To mark the opening of the new entrance hall, a major event is being held on Museumplein on Saturday 5 and Sunday 6 September. From 4 pm on Sunday, a total of 125,000 sunflowers will be handed out free to members of the public.
By enclosing the empty “sunken pond” on its Museumplein side, the Van Gogh Museum has gained 800 square metres of floor space. This new entrance hall offers numerous benefits. The neighbouring Stedelijk Museum and Rijksmuseum have recently relocated their main entrances to face Museumplein, and now the Van Gogh Museum is following suit. The new glass structure is also positioned conveniently between the original museum building designed by Gerrit Rietveld and the more recent temporary exhibitions wing, providing better access to and between them. The additional 800 square metres will improve visitor flows and create more room to welcome and assist them. The museum is now better equipped to cope with the expected future rise in visitor numbers. And the entrance hall has a flexible layout, allowing it to host gatherings and receptions of various sizes.
Outside the museum, on Willem Sandbergplein – which separates it from the Stedelijk Museum – the City of Amsterdam has created a waiting area where visitors who have not purchased their tickets in advance can buy them at one of the new ticket desks.
High-quality glass structure with an open, transparent design
The open and – literally – transparent entrance hall has been built using the very latest glass construction techniques and contrasts wonderfully with the solid outer wall of the temporary exhibitions wing. Its frontage consists of 650 square metres of cold bent glass, with 30 so-called “roof fins” – also in glass and up to 12 metres in length – and 20 glass columns up to 9.4 metres high, all mounted on a load-bearing structure containing 65 tonnes of steel. Visitors descend from the street-level entrance to the sunken foyer by a magnificent glass staircase, an illuminated escalator or a glazed panoramic lift. In the foyer are a cloakroom with space for 2,200 coats and 1,700 bags, an array of 1,450 multimedia guides and a brand new museum shop. This is selling some 500 exclusive new products, created in collaboration with leading local and international luxury brands like Jaeger-LeCoultre, Gassan Diamonds, SMAAK and Pommery, or by Dutch designers inspired by Van Gogh and his work.
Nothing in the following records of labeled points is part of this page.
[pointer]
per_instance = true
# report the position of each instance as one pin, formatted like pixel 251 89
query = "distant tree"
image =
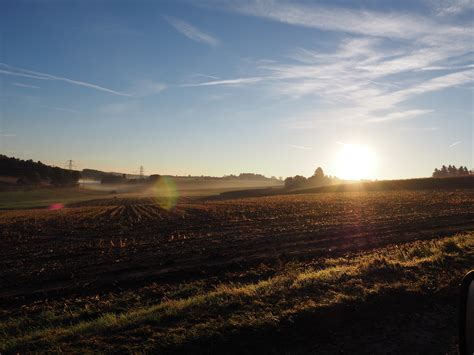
pixel 444 171
pixel 294 182
pixel 319 173
pixel 154 178
pixel 112 179
pixel 450 171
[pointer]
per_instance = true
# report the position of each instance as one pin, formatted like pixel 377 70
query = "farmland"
pixel 145 275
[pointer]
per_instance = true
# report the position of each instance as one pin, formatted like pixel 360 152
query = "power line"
pixel 70 164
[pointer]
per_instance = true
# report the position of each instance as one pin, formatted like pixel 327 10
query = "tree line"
pixel 29 172
pixel 318 179
pixel 450 171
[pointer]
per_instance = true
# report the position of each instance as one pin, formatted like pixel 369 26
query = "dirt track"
pixel 118 243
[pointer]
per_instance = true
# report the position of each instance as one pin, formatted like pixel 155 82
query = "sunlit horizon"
pixel 191 88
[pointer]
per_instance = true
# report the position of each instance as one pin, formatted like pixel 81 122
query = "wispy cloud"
pixel 397 116
pixel 26 86
pixel 57 108
pixel 15 71
pixel 378 65
pixel 191 31
pixel 451 7
pixel 239 81
pixel 298 147
pixel 333 18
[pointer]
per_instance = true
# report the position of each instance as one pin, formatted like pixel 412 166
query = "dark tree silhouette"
pixel 450 171
pixel 29 172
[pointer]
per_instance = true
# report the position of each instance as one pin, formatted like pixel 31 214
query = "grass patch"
pixel 195 311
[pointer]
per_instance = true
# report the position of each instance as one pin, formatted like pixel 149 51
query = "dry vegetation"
pixel 325 272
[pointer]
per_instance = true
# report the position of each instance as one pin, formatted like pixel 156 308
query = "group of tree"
pixel 318 179
pixel 450 171
pixel 29 172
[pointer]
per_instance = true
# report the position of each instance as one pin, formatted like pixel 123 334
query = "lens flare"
pixel 56 206
pixel 166 192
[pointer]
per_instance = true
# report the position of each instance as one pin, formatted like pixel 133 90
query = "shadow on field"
pixel 397 321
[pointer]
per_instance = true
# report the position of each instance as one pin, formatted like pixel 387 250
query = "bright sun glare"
pixel 355 162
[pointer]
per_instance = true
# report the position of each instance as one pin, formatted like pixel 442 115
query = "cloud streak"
pixel 26 86
pixel 191 31
pixel 300 147
pixel 15 71
pixel 228 82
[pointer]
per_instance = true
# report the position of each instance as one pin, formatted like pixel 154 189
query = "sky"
pixel 223 87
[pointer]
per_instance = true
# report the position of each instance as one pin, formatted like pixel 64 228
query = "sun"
pixel 355 162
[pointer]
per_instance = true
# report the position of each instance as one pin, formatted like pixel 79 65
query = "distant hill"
pixel 28 172
pixel 461 182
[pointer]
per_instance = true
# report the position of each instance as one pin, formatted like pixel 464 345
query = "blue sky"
pixel 221 87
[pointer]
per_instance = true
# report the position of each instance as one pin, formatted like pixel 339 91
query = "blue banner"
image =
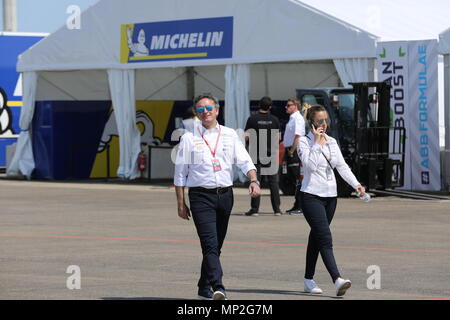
pixel 210 38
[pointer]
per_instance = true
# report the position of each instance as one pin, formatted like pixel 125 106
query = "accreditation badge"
pixel 329 173
pixel 216 165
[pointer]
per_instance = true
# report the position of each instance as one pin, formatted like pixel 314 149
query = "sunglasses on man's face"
pixel 201 110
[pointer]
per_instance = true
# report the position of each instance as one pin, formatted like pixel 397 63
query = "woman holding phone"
pixel 320 154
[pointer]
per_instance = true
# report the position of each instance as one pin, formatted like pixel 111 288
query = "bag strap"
pixel 329 163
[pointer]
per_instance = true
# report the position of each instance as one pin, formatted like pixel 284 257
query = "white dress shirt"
pixel 194 165
pixel 295 126
pixel 318 178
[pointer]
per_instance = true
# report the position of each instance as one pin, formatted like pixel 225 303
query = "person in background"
pixel 266 127
pixel 320 154
pixel 204 164
pixel 190 120
pixel 295 128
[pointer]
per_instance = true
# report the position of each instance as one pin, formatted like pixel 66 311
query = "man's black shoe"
pixel 294 211
pixel 252 213
pixel 205 293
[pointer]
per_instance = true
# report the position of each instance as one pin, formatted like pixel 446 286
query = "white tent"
pixel 95 63
pixel 444 48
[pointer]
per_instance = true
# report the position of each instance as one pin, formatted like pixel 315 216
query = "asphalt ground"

They include Hester van Eeghen, Tord Boontje, Edward van Vliet and Droog Design.
The draft design for the new entrance hall was prepared by Kisho Kurokawa Architect and Associates, the firm founded by the late Kisho Kurokawa, designer of the temporary exhibitions wing opened in 1999. Hans van Heeswijk Architecten then elaborated on this to create a solution in which the existing wing and the new structure form a surprising new whole.
Paid for thanks to many generous donors
The Van Gogh Museum has largely financed this project itself. The total cost of €20 million has been met from the museum’s own funds, together with contributions from the BankGiro Loterij, the foundation Stichting Vincent van Gogh, Van Lanschot Bankiers, Sompo Japan Nipponkoa Insurance, the Tokyo Shimbun, the Netherlands Ministry of Education, Culture and Science, the City of Amsterdam, the Amsterdam-Zuid city district, Yanmar Europe, the Triton Collection Foundation, the John and Marine van Vlissingen Foundation, Heineken, TAKII Seed, the Drs C. van Zadelhoff Fonds, Ernst A. Nijkerk, Dümmen Orange and other companies, charitable funds, foundations and private donors.
“We are proud that the project is fully paid-for,” says Axel Rüger, “and grateful that the Van Gogh Museum and its new entrance hall have had such an appeal for our financial supporters.”
Construction of the new entrance hall was overseen by the Central Government Real Estate Agency (Rijksvastgoedbedrijf, RVB), the owner of the museum building.